Not only does he sound like Cyprian, Luther repeats the words of our Lord when he adds: “He who has money and possessions feels secure, and is joyful and undismayed as though he were sitting in the midst of Paradise. On the other hand, he who has none doubts and is despondent, as though he knew of no God. For very few are to be found who are of good cheer, and who neither mourn nor complain if they have not Mammon. This [care and desire for money] sticks and clings to our nature, even to the grave.”

Luther and Cyprian before him preached what our Lord tells us anew today: If we are worrying, we are serving a false god, and that idolatry “clings to our nature” and drags us down to the grave.

Cyprian also prefigured Luther by nearly 14 centuries when he wrote: “You cannot have God for your Father if you do not have the Church for your mother.... God is one and Christ is one, and his Church is one; one is the faith, and one is the people cemented together by harmony into the strong unity of a body.”

Luther also calls the Church “the mother that begets and bears every Christian through the word of God.”

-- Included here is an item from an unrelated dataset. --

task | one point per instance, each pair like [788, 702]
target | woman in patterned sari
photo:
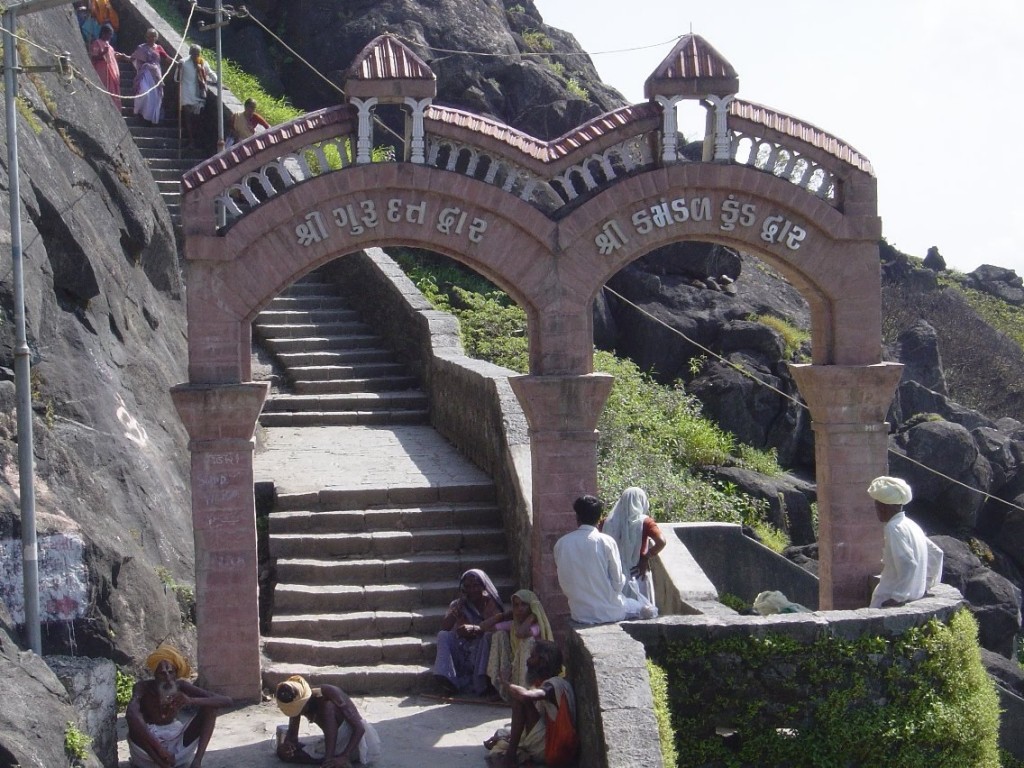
[464, 642]
[148, 85]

For as Christians, as those who look to the eternal Father for sustenance, those begotten by Mother Church through the Word, and who do not look to ourselves or our money to preserve and sustain us, we see ourselves as one body, sharing one faith, redeemed by one baptism, and moving toward one glorious destiny as the bride of the eternal Lord Jesus Christ. We have been created, redeemed, sanctified, washed, claimed, and embraced by Almighty God. We have no reason to fear or fret, and every reason to rejoice and give thanks.

And though we do live in trying times, we are still God’s people. We are still the one church, the holy church, the catholic church, and the apostolic church. And though our eyes see division, sectarianism, denominationism, dissention, infighting, error, confusion, defeat, and everything but unity – we are in no more trying times than St. Cyprian, than Blessed Martin Luther, or than future generations of Christians who will assuredly find themselves being martyred for the sake of the faith. In spite of it all, the eyes of faith see the Church in unity and triumph.

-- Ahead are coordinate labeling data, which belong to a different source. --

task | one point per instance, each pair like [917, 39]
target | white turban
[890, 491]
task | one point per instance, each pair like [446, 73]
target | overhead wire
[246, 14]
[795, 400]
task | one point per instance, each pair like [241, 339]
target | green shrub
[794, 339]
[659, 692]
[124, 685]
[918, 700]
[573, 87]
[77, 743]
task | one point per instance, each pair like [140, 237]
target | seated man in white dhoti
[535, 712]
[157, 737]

We need not worry because we have the promise of God, the One who oversees His creation with intimate attention to the finest details. Wealth and mammon are worthless, but the Word of the Lord endures forever.

Our dear father in the faith, bishop of the church, brother in Christ, and martyr for the Word of God - St. Cyprian of Carthage - exhorts us to call to mind this unity that even transcends the grave. He wrote: “Let us remember one another in concord and unanimity. Let us on both sides of death always pray for one another. Let us relieve burdens and afflictions by mutual love, that if one of us, by the swiftness of divine condescension, shall go hence the first, our love may continue in the presence of the Lord, and our prayers for our brethren and sisters not cease in the presence of the Father's mercy.”

Do not worry, dear brothers and sisters. The Lord has promised to take care of us through the grave and beyond. We are the beloved children of God our Father and of the one holy Church our mother. The Lord has promised that His bride, would stand firm even against the gates of hell. And this is how it is that even in the face of trying times, of uncertainty, and even confronting death, we can joyfully and confidently say with our brother Cyprian: “Deo gratias – Thanks be to God,” now and unto eternity. Amen.

In the name of the Father and of the + Son and of the Holy Spirit. Amen.